左手を制する(※注 マニアックトーク)

ドラムを始めてからずっと課題だった。左手が。誰もが考える事だと思う。
ドラムを叩く上で右手と左手は役割が違う。
右手はシンバル、左手はスネアを叩いている事が多い。右手は繊細さとスピード、左手はパワーが求められる。だから左手が全く動かなくてもジャンルによってはある程度まともなドラムが叩ける。
とはいえ実際一流ドラマーは左手もしっかりしている。ジャズドラマーはもちろんロックドラマーも。そもそも本当に美しい無駄のないストロークはどんな役割にも対応できるのだ。
ところが俺は左手がマジ動かない。だからずっと試行錯誤してきた。
根本的に不器用なのがいけないのかと考え、普段の生活から左手中心に過ごしてみた。
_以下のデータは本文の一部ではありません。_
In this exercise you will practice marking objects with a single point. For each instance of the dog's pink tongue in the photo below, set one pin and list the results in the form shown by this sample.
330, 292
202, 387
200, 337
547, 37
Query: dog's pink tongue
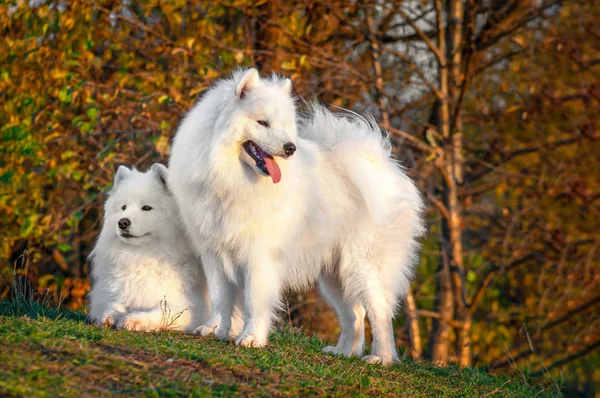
273, 169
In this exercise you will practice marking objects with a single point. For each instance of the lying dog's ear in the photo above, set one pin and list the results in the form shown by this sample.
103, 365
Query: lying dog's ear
122, 173
247, 82
160, 172
287, 86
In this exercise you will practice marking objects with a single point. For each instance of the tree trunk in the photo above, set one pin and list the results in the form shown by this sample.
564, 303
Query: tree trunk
412, 325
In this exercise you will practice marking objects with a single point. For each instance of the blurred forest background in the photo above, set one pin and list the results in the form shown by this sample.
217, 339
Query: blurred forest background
492, 105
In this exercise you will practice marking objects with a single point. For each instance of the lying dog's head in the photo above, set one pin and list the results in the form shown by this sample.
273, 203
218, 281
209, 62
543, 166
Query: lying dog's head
140, 209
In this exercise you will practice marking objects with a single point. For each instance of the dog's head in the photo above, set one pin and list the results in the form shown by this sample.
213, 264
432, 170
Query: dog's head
264, 119
140, 209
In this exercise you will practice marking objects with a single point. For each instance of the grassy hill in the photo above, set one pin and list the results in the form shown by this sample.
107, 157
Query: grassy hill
52, 352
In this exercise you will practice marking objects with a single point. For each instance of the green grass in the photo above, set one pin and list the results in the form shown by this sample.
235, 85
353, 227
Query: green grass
46, 352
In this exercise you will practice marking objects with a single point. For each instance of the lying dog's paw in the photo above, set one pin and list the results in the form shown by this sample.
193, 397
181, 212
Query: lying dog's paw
332, 349
137, 322
379, 360
249, 340
112, 319
205, 330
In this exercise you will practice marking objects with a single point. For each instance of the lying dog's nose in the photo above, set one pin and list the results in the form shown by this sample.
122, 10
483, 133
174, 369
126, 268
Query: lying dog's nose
124, 223
289, 149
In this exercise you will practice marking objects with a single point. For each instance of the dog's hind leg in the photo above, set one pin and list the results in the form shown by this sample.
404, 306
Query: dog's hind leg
222, 294
351, 317
261, 298
380, 312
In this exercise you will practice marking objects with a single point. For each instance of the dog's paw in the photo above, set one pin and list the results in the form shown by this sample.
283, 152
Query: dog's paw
334, 350
379, 360
205, 330
223, 335
249, 340
112, 319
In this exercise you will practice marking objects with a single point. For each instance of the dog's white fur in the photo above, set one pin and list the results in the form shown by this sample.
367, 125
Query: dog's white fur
344, 214
153, 280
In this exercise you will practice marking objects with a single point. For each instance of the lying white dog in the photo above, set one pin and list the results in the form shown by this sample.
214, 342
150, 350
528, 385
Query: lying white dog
271, 210
144, 274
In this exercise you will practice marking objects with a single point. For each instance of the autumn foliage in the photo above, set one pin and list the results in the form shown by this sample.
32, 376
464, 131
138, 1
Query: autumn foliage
496, 117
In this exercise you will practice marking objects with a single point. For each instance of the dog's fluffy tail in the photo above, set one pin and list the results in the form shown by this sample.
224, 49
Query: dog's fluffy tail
365, 152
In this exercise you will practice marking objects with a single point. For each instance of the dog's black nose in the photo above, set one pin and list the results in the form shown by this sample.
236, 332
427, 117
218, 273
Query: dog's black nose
289, 149
124, 223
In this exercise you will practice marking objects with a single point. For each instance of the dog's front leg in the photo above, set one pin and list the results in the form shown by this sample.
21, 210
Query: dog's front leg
221, 292
261, 296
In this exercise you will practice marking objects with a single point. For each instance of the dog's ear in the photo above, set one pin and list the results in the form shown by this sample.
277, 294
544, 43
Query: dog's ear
160, 172
122, 173
287, 86
247, 82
箸、ペン、鍵、鞄、マウス、リモコン、携帯などなどを左手で持つようにしてみた。だが、なかなか上手くならない。何かと作業がはかどらないし。
次にレギュラーグリップの方が自分に向いているのではないかと考えた。一年位ロック以外はレギュラーで演奏してみた。ダメだった。マッチドは速く叩けるが、パワーがでない。フワフワした感じになる。
そもそもレギュラーの方が簡単なんだと思う。不器用だがパワーがあり、速く複雑なフレーズを叩きたい人はレギュラーでいくべきだ。つまり一般的に日本人にはむかない。
レギュラーはやめた。マッチドに戻した。次は人差し指と中指のどちらを支点にするかで悩み続けた。人差し指だとフィンガーストロークに有利で速く細かく叩ける。フレンチグリップ気味になる。中指だと開放的で大きい音がでる。ジャーマングリップ気味になる。
両方上手くなりたかった。実際曲の中では両方使っていたが、どちらかを自分のスタンダードにしないと上達しないと気付いた。
というわけでこの一年は割り切ってフレンチに集中して支点をしっかりする練習をしてきた。随分左手が安定した。一般に中級者の壁と言われる、BPM100で32分のシングルストロークを安定して持続的に叩けるようになった。左手スタートでもできるようになった。
だが、今105の壁で跳ね返されている。1分位しか続かない。フィンガーストロークが下手なのが原因らしい。支点は安定してきたので、当分はフィンガーストロークが課題になるかな。1年位。成長遅いな、俺。